You wrote, “climate changes on its own, mainly down to eccentricities in the earths orbit and axial position.” That is true, over extremely long periods (the Milankovich cycles), but over shorter periods, measured in centuries or decades, the changes are driven much more by solar cycles (in both total solar irradiance and solar magnetic wind) and ocean cycles (Pacific Decadal Oscillation, Atlantic Multidecadal Oscillation, North Atlantic Oscillation, El Nino Southern Oscillation), and perhaps also by oscillating cycles in polar ice advance and retreat (a new theory recently raised by one scientist).
You continued, “but the current trend is not due to these factors.” Not due to Earth’s orbit and axial tilt cycles, largely right–those are much too long and slow to explain what we’ve observed over the last 36 years (the period of satellite temperature measurements), 65 years (the period over which IPCC says human activity has caused most of the warming of about 0.7 to 0.9 degree C, depending on the database one consults, and depending on the credibility of those data), 165 years (roughly since the end of the Little Ice Age), or the last thousand years (since the midst of the Medieval Warm Period). But while orbit and tilt cycles don’t explain those changes, solar, ocean, and polar ice cycles, singly or together, must have explained the changes pre-1950 (before which our CO2 additions hadn’t been enough to have observable warming effect according to the IPCC) and could explain all or part of the changes post-1950.
Consequently, your conclusion, “it[‘]s due to anthropogenic greenhouse gas emissions” does not follow logically.
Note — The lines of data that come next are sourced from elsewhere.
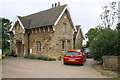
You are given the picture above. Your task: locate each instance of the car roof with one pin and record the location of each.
(75, 50)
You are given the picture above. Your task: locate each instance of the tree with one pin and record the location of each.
(106, 43)
(109, 15)
(6, 24)
(118, 26)
(92, 34)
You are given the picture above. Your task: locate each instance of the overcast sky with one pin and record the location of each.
(84, 12)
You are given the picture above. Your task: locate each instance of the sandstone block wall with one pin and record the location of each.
(110, 62)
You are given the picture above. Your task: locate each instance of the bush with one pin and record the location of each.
(5, 52)
(106, 43)
(30, 56)
(46, 58)
(40, 58)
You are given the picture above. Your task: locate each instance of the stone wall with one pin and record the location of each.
(110, 62)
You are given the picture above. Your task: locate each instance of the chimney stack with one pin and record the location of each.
(55, 4)
(58, 3)
(52, 5)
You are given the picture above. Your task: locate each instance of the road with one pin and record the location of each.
(32, 68)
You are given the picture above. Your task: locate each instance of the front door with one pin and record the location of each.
(19, 49)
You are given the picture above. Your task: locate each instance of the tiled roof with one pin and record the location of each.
(43, 18)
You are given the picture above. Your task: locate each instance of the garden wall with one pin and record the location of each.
(110, 62)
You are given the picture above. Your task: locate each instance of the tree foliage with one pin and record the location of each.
(109, 15)
(106, 43)
(6, 24)
(118, 26)
(92, 34)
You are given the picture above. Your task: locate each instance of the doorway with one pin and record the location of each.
(19, 49)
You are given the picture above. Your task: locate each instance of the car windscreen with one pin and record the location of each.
(72, 53)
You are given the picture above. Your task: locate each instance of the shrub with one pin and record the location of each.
(40, 58)
(30, 56)
(5, 52)
(46, 58)
(106, 43)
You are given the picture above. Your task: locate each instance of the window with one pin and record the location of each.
(38, 46)
(72, 53)
(23, 49)
(63, 45)
(64, 27)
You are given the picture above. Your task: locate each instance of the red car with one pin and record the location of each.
(74, 56)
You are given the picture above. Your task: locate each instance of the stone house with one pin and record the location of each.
(78, 38)
(47, 33)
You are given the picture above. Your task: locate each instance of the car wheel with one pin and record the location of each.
(65, 63)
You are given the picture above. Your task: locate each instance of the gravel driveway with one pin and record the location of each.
(32, 68)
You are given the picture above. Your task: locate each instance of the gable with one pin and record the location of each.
(17, 20)
(17, 29)
(44, 18)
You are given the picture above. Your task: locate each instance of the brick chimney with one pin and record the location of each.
(55, 4)
(52, 5)
(58, 3)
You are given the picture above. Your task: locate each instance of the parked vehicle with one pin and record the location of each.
(87, 52)
(74, 56)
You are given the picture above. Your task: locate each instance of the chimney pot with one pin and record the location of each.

Some or all of the post-1950 warming COULD be due to AGHG emissions, but COULD and IS are different things. And the correlation between atmospheric CO2 concentration and global average temperature suggests that temperature leads and CO2 follows, rather than vice versa, which is the opposite of what’s needed to pin the warming on CO2. Meanwhile, there are better correlations, with the appropriate sequence, between solar and ocean cycles, on the one hand, and temperature, on the other, suggesting that they’re the more likely drivers recently.
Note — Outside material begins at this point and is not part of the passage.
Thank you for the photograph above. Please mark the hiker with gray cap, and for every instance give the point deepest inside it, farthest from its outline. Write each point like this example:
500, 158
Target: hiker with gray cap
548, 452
Finally, you write, “scientists are concerned about … changing conditions on earth ….” Some are, some aren’t. In the end, though, while in politics if you want to find out who won an election you count votes, in science you don’t count votes, you study the data, and that trumps votes.
Thanks for your comment. I invite you to read our most recent major paper on this subject, “A Call to Truth, Prudence, and Protection of the Poor 2014: The Case against Harmful Climate Policies Gets Stronger,” at .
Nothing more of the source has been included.